The self‐assembly of peptides is influenced by their amino acid sequence and other factors including pH, charge, temperature, and solvent. Herein, we explore whether a four‐residue sequence, EKKE, consisting of exclusively charged amino acids shows the propensity to form self‐assembled ordered nanostructures and whether the overall charge plays any role in morphological and functional properties. From a combination of experimental data provided by Thioflavin T fluorescence, Congo red absorbance, circular dichroism spectroscopy, dynamic light scattering, field emission‐scanning electron microscopy, atomic force microscopy, and confocal microscopy, it is clear that the all‐polar peptide and charged EKKE sequence shows a pH‐dependent tendency to form amyloid‐like structures, and the self‐assembled entities under acidic, basic and neutral conditions exhibit morphological variation. Additionally, the ability of the self‐assembled amyloid nanostructures to bind to the toxic metal, lead (Pb2+), was demonstrated from the analysis of the ultraviolet absorbance and X‐ray photoelectron spectroscopy data.

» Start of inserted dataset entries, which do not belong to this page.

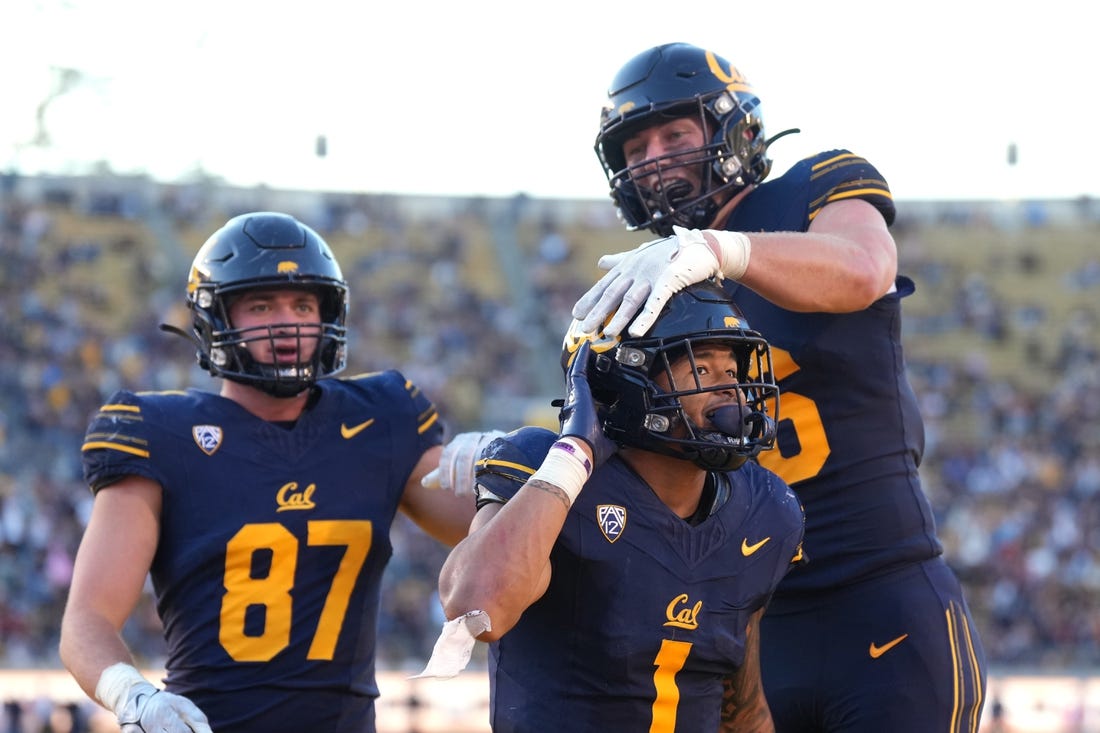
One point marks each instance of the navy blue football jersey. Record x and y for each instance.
(850, 453)
(646, 614)
(273, 542)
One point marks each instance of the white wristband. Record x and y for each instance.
(565, 467)
(114, 682)
(733, 252)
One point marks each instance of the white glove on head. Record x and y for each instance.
(646, 277)
(143, 708)
(455, 470)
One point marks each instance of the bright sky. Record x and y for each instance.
(495, 97)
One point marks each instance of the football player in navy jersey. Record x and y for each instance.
(262, 512)
(620, 567)
(872, 633)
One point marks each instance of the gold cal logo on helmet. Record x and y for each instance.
(732, 78)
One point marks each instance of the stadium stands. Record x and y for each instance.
(470, 297)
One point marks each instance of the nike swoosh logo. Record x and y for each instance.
(879, 651)
(748, 549)
(355, 429)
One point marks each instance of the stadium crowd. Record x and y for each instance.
(1012, 462)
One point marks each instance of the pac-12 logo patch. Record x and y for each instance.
(612, 521)
(207, 437)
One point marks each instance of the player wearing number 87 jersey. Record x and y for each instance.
(262, 513)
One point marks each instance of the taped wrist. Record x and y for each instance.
(733, 250)
(114, 685)
(565, 467)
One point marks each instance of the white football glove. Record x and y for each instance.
(646, 277)
(455, 470)
(144, 708)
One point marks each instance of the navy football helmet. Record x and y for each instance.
(670, 81)
(636, 411)
(265, 250)
(507, 462)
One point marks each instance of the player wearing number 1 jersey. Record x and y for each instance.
(262, 513)
(872, 633)
(633, 604)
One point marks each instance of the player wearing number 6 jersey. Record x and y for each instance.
(872, 634)
(629, 600)
(262, 513)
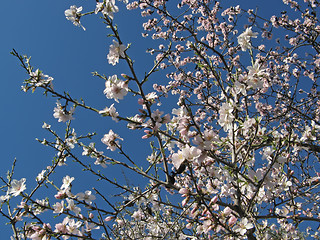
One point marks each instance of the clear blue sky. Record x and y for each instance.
(39, 29)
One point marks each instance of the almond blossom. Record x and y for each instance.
(73, 14)
(62, 114)
(116, 51)
(17, 187)
(244, 39)
(107, 8)
(116, 89)
(111, 141)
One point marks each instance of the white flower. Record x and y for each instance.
(87, 197)
(225, 116)
(110, 140)
(61, 114)
(115, 88)
(67, 180)
(40, 176)
(243, 226)
(115, 51)
(73, 14)
(17, 187)
(38, 79)
(111, 111)
(46, 126)
(244, 39)
(73, 207)
(58, 207)
(107, 8)
(187, 153)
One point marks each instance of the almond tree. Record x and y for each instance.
(237, 158)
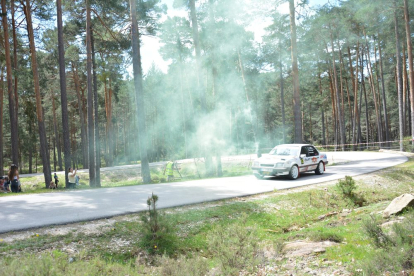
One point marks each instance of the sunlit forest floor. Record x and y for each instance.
(313, 230)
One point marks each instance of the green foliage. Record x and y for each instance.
(326, 235)
(61, 264)
(158, 236)
(197, 266)
(235, 246)
(395, 250)
(347, 187)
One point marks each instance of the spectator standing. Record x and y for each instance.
(14, 178)
(2, 184)
(56, 179)
(6, 184)
(72, 179)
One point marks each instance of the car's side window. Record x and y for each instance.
(304, 150)
(312, 151)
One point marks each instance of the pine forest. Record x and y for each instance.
(243, 76)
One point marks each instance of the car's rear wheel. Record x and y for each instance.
(259, 176)
(320, 169)
(294, 172)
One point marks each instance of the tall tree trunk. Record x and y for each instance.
(282, 98)
(197, 47)
(410, 65)
(56, 137)
(136, 58)
(405, 87)
(338, 100)
(399, 77)
(323, 134)
(12, 102)
(39, 109)
(1, 121)
(63, 96)
(374, 93)
(365, 97)
(295, 71)
(355, 88)
(84, 138)
(91, 130)
(95, 104)
(384, 99)
(15, 64)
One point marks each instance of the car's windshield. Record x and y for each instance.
(283, 150)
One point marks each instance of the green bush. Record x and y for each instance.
(158, 236)
(60, 264)
(347, 188)
(395, 250)
(182, 266)
(235, 247)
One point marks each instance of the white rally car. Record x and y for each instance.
(290, 160)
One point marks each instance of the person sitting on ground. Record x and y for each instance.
(14, 178)
(72, 179)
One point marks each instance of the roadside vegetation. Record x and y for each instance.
(126, 177)
(244, 236)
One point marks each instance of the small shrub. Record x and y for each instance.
(395, 251)
(182, 266)
(375, 233)
(346, 186)
(158, 235)
(235, 246)
(325, 236)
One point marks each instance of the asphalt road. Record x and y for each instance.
(36, 210)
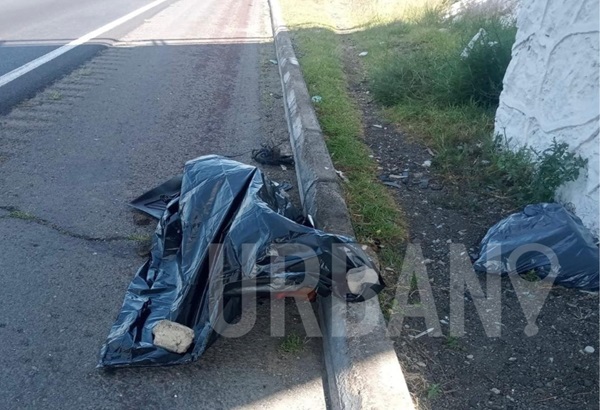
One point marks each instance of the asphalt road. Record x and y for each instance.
(30, 29)
(193, 79)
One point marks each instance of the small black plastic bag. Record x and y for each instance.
(544, 238)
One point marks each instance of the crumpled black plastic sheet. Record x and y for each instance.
(235, 212)
(547, 225)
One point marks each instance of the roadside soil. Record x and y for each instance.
(548, 370)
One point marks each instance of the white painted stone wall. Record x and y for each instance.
(551, 90)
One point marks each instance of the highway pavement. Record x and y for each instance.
(188, 79)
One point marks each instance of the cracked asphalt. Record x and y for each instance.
(194, 79)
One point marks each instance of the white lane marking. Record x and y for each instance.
(32, 65)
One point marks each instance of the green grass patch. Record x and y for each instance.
(374, 214)
(434, 391)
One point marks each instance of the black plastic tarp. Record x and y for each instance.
(223, 210)
(546, 239)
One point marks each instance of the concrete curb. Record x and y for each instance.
(363, 371)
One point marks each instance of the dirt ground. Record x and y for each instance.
(548, 370)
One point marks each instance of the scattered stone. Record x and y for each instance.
(172, 336)
(141, 219)
(394, 184)
(342, 176)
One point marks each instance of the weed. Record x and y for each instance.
(528, 176)
(433, 63)
(292, 343)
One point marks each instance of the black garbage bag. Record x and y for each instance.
(544, 238)
(227, 211)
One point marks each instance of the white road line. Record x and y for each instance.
(32, 65)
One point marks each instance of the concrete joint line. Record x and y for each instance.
(356, 379)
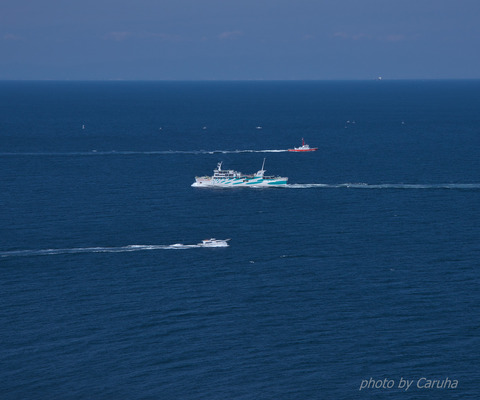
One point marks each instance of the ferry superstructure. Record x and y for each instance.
(230, 178)
(303, 148)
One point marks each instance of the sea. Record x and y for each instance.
(358, 280)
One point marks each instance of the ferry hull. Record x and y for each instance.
(240, 182)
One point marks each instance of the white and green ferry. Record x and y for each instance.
(230, 178)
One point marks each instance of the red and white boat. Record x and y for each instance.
(304, 147)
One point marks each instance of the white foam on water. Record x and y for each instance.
(454, 186)
(78, 250)
(98, 153)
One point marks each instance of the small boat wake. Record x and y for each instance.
(453, 186)
(98, 153)
(121, 249)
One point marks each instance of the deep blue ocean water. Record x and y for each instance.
(365, 266)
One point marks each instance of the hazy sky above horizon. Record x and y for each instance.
(233, 39)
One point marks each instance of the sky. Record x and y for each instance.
(239, 39)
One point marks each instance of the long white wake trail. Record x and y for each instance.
(454, 186)
(129, 153)
(78, 250)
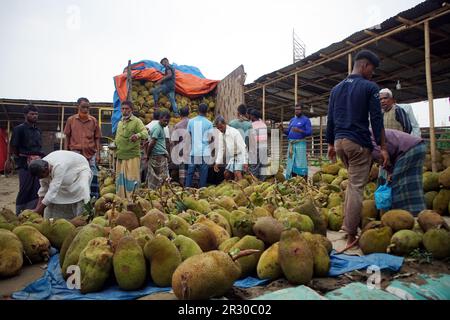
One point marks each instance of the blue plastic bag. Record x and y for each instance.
(383, 195)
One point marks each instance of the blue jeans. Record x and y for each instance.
(169, 92)
(202, 166)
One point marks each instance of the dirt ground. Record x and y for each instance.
(9, 186)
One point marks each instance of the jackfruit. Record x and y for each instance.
(95, 264)
(295, 257)
(398, 220)
(164, 259)
(268, 265)
(404, 242)
(437, 242)
(129, 264)
(11, 254)
(375, 240)
(36, 246)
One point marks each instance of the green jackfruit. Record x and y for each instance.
(129, 264)
(268, 265)
(164, 259)
(95, 264)
(295, 257)
(35, 245)
(11, 254)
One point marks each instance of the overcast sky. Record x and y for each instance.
(61, 50)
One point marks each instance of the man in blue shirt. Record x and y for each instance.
(200, 130)
(351, 103)
(299, 129)
(167, 86)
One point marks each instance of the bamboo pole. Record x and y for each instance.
(430, 95)
(62, 129)
(321, 138)
(296, 88)
(350, 64)
(264, 103)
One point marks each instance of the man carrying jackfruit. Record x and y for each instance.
(65, 177)
(130, 132)
(407, 157)
(167, 86)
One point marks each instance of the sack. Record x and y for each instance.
(383, 195)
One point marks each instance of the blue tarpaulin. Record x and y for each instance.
(52, 286)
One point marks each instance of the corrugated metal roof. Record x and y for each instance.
(402, 59)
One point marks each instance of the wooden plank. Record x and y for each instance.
(430, 94)
(230, 94)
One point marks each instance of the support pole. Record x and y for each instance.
(296, 89)
(264, 103)
(321, 139)
(350, 63)
(430, 95)
(62, 129)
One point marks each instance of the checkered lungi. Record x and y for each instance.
(407, 184)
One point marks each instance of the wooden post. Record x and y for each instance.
(264, 103)
(321, 139)
(296, 89)
(62, 129)
(430, 95)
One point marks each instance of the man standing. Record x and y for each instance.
(83, 136)
(167, 86)
(200, 130)
(299, 129)
(158, 164)
(231, 150)
(181, 133)
(65, 180)
(257, 144)
(394, 117)
(26, 144)
(407, 156)
(351, 103)
(241, 123)
(130, 132)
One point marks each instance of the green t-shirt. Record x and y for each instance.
(242, 126)
(160, 147)
(126, 149)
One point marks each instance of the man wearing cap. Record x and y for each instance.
(351, 104)
(395, 118)
(167, 86)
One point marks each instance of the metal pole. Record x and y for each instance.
(430, 95)
(321, 139)
(296, 89)
(350, 63)
(62, 129)
(264, 103)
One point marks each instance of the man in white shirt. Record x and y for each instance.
(65, 179)
(231, 150)
(412, 118)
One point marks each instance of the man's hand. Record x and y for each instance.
(331, 153)
(384, 158)
(134, 138)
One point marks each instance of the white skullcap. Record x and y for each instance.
(387, 91)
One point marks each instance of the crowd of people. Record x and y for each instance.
(364, 125)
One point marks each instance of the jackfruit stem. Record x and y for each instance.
(243, 253)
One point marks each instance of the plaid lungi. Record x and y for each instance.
(128, 174)
(297, 160)
(158, 171)
(407, 184)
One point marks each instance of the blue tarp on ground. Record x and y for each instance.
(341, 263)
(52, 286)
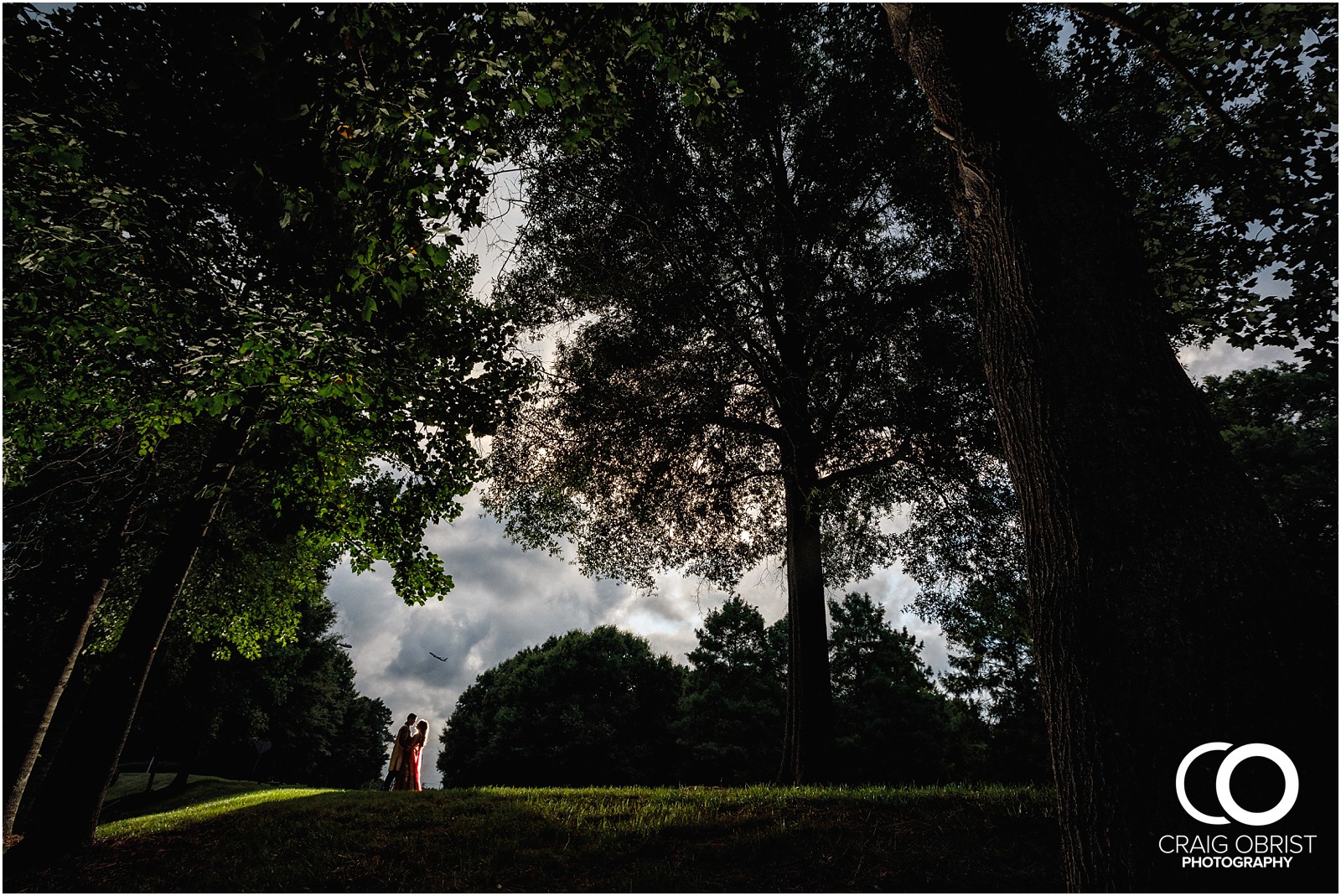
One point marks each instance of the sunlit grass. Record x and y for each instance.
(174, 818)
(241, 837)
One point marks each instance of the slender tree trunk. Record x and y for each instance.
(1150, 556)
(105, 562)
(80, 781)
(808, 731)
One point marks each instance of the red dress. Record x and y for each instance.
(412, 774)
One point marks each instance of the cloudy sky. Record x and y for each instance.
(507, 598)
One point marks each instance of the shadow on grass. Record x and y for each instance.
(643, 840)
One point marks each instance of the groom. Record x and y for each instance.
(400, 755)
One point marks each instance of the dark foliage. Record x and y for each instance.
(583, 708)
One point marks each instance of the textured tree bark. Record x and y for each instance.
(1148, 552)
(80, 777)
(104, 565)
(808, 730)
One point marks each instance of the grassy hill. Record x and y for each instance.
(243, 837)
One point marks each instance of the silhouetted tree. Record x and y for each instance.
(891, 722)
(734, 695)
(582, 708)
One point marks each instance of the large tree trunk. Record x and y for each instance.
(808, 731)
(102, 567)
(78, 784)
(1150, 556)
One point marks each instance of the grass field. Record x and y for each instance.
(220, 836)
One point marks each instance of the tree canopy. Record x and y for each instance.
(582, 708)
(769, 355)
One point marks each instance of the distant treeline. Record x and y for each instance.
(600, 708)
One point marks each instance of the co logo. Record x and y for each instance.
(1222, 784)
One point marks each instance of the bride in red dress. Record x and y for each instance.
(412, 777)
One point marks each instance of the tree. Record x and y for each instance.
(768, 355)
(1281, 424)
(583, 708)
(1147, 549)
(256, 259)
(207, 712)
(892, 723)
(966, 552)
(734, 697)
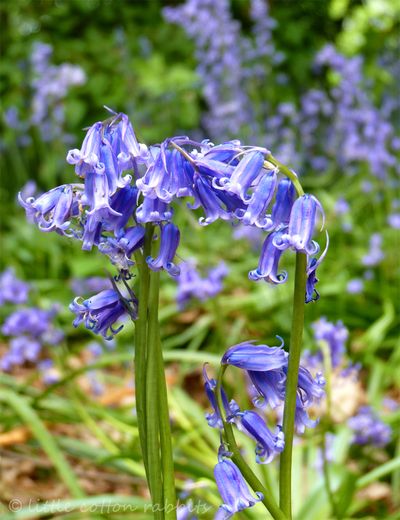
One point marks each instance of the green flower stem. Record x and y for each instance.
(285, 477)
(152, 401)
(251, 478)
(141, 340)
(285, 171)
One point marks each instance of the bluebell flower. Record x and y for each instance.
(169, 244)
(258, 358)
(213, 169)
(125, 144)
(309, 391)
(90, 284)
(231, 407)
(226, 152)
(233, 489)
(269, 260)
(92, 229)
(268, 444)
(255, 212)
(12, 290)
(375, 254)
(97, 196)
(243, 176)
(369, 429)
(311, 293)
(394, 220)
(285, 197)
(89, 154)
(153, 210)
(53, 210)
(21, 349)
(48, 371)
(124, 201)
(158, 181)
(33, 321)
(270, 387)
(210, 200)
(120, 250)
(355, 286)
(100, 312)
(301, 226)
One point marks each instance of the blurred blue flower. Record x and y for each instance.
(355, 286)
(233, 489)
(369, 429)
(192, 285)
(335, 335)
(12, 290)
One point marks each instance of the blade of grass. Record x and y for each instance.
(49, 446)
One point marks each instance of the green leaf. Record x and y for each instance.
(345, 493)
(49, 446)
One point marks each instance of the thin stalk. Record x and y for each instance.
(285, 477)
(327, 479)
(152, 401)
(251, 478)
(165, 439)
(327, 360)
(141, 340)
(285, 171)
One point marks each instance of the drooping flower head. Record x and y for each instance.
(100, 312)
(233, 489)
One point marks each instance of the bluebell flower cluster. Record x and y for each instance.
(230, 65)
(341, 123)
(29, 330)
(49, 85)
(266, 367)
(192, 285)
(126, 185)
(101, 312)
(368, 428)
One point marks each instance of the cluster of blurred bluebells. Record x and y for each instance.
(29, 329)
(339, 125)
(127, 185)
(49, 85)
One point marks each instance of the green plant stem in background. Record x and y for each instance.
(285, 477)
(251, 478)
(327, 361)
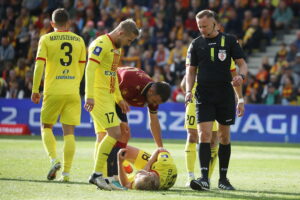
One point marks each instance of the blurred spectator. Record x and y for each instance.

The modulation at the sequence level for the amyloid‐forming EKKE scaffold can further extend its potential role not only in the remediation of other toxic metals but also towards biomedical applications. The four‐residue sequence, EKKE, consisting of exclusively charged amino acids shows a pH‐dependent tendency to form amyloid‐like structures, exhibiting morphological variation. The self‐assembled amyloid nanostructures bind to the toxic metal, lead (Pb2+). Modulation of the EKKE scaffold could extend its potential role in the remediation of other toxic metals and towards biomedical applications.